Faced with a prospering business that required her to spend more time behind a desk than behind a bar, Lucy Brennan, proprietor of Mint & 820 bistro and bar in Portland, Ore., came up with a novel way of “keeping her hands wet,” as she puts it: She decided to hold regular cocktail classes for her customers.

Seven years later, Brennan’s classes still are going strong—at $75 a person, they usually sell out.

Other bartenders, managers and owners across the country have picked up on the idea with classes of their own. It’s not only a positive promotional idea, Brennan says, it also encourages people to better understand what they’re drinking.

“The classes absolutely attract new customers,” Brennan says, noting that in addition to new faces, the Saturday afternoon sessions also see a number of repeat students. “Often people stick around for happy hour immediately after class.”

But attracting new clientele and keeping regulars happy is only part of the goal, Brennan says: “My mission is really to educate people. I’ve studied spirits for years the way some people study wine, and I just want to show it the same respect that those people have for wine.”

Indeed, independent cocktail educator Angie Jackson of Chicago’s Ultimate Elixirs said she began offering cocktail education simply because she found “a big deficit in the market for that kind of information.”

Over at Nacional 27 in Chicago, manager and mixologist Adam Seger says the cocktail classes, held the third Thursday of every month, are not only fun for the customers, but also a great lead in to Thursday night’s dining hour.

“We run the classes from about 5:30 to 6:30, and I’d say that most of the guests end up staying for dinner,” Seger says.

Since the maximum is 35 people, and most classes do sell out, the extra dinner business allows the restaurant to charge what is effectively a break-even price of only $15 per person for their classes, he adds.

Held either at the bar or in the private dining room where they set up a temporary bar, each Nacional 27 cocktail class begins with a welcome cocktail and a presentation of the day’s theme, be it a style of drink or a particular ingredient. The remainder of the hour will cover the creation of three cocktails, with everyone in the class assisting in one way or another at some point.

“We always include some interactive elements in each class,” Seger says, “whether it’s shaking or muddling or whatever.”

Getting up close and personal is also on the agenda at Eastern Standard in Boston, where bar manager Jackson Cannon says that in addition to holding regular classes—about 15 or so per year—they also schedule a tableside presentation for groups making dinner or event reservations.
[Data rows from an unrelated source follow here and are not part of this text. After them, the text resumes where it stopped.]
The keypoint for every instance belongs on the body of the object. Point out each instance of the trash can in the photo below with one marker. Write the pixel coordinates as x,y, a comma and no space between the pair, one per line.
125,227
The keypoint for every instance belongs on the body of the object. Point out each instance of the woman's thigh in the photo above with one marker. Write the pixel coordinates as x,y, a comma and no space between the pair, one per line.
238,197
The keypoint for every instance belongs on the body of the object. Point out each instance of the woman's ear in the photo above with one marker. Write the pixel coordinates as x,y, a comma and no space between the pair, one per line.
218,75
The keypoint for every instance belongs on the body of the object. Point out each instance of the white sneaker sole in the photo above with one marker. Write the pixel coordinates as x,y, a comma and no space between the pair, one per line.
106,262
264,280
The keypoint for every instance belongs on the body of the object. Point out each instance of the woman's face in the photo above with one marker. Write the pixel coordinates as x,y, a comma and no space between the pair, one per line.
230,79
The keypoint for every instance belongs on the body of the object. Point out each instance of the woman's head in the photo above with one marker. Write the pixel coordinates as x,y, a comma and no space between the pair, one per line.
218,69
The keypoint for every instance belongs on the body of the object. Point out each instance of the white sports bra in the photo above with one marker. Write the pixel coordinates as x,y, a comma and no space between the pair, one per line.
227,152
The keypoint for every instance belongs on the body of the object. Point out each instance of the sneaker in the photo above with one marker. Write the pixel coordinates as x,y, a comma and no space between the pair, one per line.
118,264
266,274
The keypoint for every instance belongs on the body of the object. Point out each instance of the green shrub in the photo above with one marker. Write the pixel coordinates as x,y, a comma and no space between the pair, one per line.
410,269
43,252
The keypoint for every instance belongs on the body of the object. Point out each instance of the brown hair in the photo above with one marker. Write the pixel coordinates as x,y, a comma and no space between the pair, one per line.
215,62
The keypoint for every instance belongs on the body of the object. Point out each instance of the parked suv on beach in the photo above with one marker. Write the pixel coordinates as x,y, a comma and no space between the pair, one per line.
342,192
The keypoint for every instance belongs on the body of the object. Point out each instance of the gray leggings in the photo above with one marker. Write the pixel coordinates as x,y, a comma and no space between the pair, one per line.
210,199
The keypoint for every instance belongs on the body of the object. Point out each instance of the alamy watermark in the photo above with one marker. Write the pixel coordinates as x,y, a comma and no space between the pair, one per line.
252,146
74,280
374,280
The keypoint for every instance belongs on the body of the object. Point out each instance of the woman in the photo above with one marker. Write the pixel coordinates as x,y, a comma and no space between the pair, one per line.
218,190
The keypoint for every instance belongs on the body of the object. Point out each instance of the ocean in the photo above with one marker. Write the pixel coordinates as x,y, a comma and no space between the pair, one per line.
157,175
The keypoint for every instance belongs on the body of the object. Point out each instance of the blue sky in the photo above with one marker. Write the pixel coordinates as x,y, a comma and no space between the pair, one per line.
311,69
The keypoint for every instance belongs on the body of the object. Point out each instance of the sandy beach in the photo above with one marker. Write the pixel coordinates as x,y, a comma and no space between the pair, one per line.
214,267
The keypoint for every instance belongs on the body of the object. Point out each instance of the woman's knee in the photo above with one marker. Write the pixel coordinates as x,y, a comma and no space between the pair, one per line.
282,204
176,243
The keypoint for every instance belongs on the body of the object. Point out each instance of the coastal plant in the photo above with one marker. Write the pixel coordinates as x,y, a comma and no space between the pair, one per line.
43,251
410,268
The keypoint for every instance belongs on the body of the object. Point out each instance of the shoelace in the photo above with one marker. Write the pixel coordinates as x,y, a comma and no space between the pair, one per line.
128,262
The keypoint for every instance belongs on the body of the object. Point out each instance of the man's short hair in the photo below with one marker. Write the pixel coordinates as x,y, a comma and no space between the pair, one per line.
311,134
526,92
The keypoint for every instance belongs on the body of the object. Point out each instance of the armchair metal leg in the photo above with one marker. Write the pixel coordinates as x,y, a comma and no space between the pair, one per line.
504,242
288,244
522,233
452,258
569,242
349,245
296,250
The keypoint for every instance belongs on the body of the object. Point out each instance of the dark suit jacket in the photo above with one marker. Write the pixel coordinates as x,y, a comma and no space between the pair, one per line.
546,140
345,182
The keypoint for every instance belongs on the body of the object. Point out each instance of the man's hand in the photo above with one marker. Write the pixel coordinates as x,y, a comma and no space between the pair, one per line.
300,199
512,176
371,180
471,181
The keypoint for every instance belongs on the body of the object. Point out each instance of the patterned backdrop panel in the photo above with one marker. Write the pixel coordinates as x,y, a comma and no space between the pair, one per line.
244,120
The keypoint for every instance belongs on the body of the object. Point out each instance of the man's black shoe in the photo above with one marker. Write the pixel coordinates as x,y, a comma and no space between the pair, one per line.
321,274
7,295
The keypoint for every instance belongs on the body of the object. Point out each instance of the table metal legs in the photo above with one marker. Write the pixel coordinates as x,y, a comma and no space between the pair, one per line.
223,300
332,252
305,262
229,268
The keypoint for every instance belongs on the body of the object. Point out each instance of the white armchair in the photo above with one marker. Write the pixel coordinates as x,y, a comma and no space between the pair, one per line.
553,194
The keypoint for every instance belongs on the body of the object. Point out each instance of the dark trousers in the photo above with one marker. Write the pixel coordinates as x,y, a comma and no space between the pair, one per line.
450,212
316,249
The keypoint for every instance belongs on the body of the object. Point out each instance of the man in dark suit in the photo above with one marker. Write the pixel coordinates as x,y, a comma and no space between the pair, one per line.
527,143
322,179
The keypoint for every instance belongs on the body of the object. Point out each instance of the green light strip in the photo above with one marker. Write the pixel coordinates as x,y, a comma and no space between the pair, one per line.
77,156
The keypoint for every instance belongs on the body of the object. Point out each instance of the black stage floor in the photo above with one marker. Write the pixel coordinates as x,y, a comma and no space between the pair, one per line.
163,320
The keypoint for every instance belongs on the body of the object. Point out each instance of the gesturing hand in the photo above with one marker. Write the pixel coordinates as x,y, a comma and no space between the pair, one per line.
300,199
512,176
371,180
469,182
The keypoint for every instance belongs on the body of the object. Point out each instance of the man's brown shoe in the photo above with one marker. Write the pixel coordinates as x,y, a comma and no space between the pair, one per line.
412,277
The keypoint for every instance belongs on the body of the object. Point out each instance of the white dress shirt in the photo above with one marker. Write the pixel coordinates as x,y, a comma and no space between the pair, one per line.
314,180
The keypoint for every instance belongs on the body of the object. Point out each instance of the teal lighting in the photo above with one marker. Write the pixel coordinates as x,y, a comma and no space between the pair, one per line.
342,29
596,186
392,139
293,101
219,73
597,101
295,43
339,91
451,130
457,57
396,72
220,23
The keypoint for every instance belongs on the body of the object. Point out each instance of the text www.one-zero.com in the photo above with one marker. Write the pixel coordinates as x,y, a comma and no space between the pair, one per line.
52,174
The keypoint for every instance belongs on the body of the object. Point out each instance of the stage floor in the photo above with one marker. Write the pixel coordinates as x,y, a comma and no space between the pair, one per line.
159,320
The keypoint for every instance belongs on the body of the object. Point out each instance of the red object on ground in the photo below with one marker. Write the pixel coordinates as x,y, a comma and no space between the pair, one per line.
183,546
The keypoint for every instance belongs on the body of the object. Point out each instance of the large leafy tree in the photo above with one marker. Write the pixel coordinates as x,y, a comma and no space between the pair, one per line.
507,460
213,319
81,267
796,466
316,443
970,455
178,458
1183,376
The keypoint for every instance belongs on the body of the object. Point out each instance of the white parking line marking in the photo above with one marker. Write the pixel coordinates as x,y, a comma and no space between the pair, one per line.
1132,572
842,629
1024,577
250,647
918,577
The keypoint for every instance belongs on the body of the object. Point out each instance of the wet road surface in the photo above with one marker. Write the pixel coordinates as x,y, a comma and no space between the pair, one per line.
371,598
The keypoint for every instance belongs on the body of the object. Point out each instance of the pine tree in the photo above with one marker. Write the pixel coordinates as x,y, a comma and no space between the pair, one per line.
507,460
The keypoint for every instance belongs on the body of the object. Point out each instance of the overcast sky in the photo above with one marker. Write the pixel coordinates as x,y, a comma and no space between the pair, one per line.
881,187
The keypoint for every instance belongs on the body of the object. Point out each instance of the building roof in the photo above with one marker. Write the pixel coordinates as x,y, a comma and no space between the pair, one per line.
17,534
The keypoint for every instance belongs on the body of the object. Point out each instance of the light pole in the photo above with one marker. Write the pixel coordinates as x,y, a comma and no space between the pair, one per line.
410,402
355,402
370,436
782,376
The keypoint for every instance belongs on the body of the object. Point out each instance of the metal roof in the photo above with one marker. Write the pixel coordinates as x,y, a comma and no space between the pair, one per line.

“More and more, we find that people really appreciate these sort of educational add-ons,” Cannon says. “So we’ll send someone over to the table to talk a bit about the history of a drink or the mechanics of the cocktail and then make it right there at the table.”

On the more formal, organized side of things, Cannon says Eastern Standard doesn’t have specifically scheduled times for classes, but usually announces them a few at a time, with three or four sessions devoted to a single topic. They are publicized primarily through word-of-mouth.

“We started last year during the run-up to the anniversary of the repeal of Prohibition with themed classes,” Cannon says. “They were so successful that we decided to continue doing them and sort of stuck with the multiclass theme.”

The sessions run two or three hours and can include such topics as Tiki drinks and pre-Prohibition cocktails. Each class is limited to no more than a dozen participants and costs $75 per person.

Whether created as a promotional exercise, a way to encourage business or an educational strategy, mixology classes appear to be on the rise.